As unlikely as that seems it also seemed unlikely that Dollar General would be in its current position a decade ago. The company mustered a profit of $138 million on sales of $9.2 billion the year before Kohlberg Kravis Roberts & Co. acquired the company for $22 a share deal in a deal valued at $6.9 billion.

Private equity was good for Dollar General as the new owners brought in new management, did away with outdated practices such as packing away unsold seasonal inventory to resell the following year. KKR also hit the reset button on store growth, closing 400 stores and establishing new site selection processes that would fuel the company's subsequent expansion.
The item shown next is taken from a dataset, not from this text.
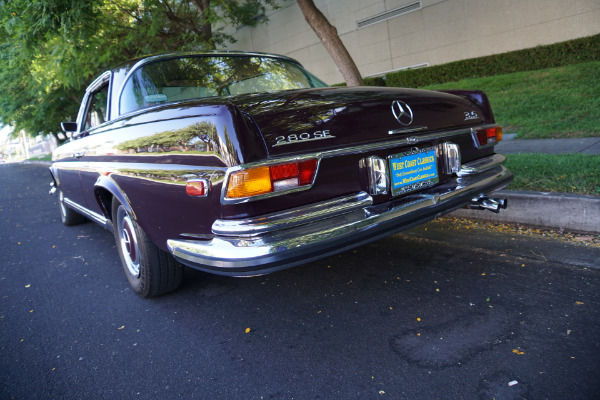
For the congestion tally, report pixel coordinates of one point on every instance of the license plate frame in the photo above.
(413, 170)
Vasos joined Dollar General as chief merchandising officer shortly after the company was acquired by KKR. He had spent the prior seven years with Longs Drug Stores, an operator of larger format stores along the West Coast and prior to that held leadership roles at Phar-Mor, a deep discount drug store concept and Eckerd Corp, a drug chain that was sold to CVS and Canada's Jean Coutu Group. Dollar General went public again in the fall of 2009, Vasos was named COO in November 2013 and by the following month KKR had sold its stake in the company.

Elevated to the role of CEO about two years ago, Vasos leads a company whose growth is rooted in the longstanding mission of "serving others" that is one of the key variables in the company growth formula. Visitors to the company's home office are reminded of this mission in the Hall of Values adjacent to reception area and employees are reminded of the mission also in a code of conduct they sign annually.

"Serving Others means providing our customers convenience, quality, and great prices, our employees respect and opportunity, our shareholders a superior return and our communities a better life. As CEO, I pledge to uphold both the letter and the spirit of our code. As a fellow team member, I expect you to do the same," Vasos explains in the code.